Space Harrier has a curious start – the music gently playing over an animation of the player character waving while astride a giant robot as a one-eyed wooly mammoth looks around. The music is so out of place for the game.
Control is via mouse instead of joystick, and I think this is wise, giving better control of the action. For those who don’t know, it’s a 3rd person game where you’re running (and flying) into the screen shooting wave after wave of enemies.
Clicking to start, the colourful graphics hit you straight away – a world away from what the 8-bit machines offered. The music is pretty decent by chiptune standards, and there are some lovely (if low quality) sound samples – screaming when you die and saying something like “smash dragon” when you restart.

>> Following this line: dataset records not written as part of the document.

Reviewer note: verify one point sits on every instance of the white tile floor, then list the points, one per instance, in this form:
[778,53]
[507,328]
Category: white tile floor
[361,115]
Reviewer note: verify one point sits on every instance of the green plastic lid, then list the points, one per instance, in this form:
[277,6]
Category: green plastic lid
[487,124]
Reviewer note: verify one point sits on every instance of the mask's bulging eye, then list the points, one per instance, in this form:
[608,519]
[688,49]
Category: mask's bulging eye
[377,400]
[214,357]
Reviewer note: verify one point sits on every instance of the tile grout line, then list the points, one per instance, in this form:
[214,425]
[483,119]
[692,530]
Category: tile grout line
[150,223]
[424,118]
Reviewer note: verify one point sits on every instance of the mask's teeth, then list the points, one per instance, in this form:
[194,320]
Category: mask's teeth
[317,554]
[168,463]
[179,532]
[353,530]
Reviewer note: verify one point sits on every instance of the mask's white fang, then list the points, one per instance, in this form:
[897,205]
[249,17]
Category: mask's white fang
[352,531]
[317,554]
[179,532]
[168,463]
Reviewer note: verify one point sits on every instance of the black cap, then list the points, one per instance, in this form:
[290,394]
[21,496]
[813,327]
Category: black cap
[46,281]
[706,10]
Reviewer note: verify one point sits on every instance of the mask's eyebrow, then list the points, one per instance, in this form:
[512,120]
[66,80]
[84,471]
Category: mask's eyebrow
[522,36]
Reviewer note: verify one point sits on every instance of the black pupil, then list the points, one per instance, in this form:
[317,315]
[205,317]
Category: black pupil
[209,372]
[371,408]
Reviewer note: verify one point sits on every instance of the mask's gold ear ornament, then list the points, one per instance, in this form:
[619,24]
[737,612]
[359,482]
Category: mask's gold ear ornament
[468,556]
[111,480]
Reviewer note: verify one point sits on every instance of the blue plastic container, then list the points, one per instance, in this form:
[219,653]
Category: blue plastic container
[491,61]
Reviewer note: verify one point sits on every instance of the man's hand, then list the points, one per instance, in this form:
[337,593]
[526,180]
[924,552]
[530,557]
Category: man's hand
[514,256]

Animation is smooth despite flinging a lot of sprites around (helped in part by the ground movement being driven by palette swapping rather than actually moving bits), and the game is a hell of a lot of fun. It’s shallow of course, repetitive in its way, and devilishly hard, but all those are things you expect of a coin-op conversion, where the objective is to get the next player up as quickly as possible.
Stage two is something of a pain in the arse with the indestructible pillars and I’d imagine a lot of people saw game over for colliding with one.
One interesting thing is that the game credits P. Cuisset – I recognised that name from Operation Stealth so I googled and it seemed that he went on to become the lead designer at Delphine Software, where he created Flashback. It’s a small world. It seems this was his only game before joining Delphine work, so he clearly landed on his feet.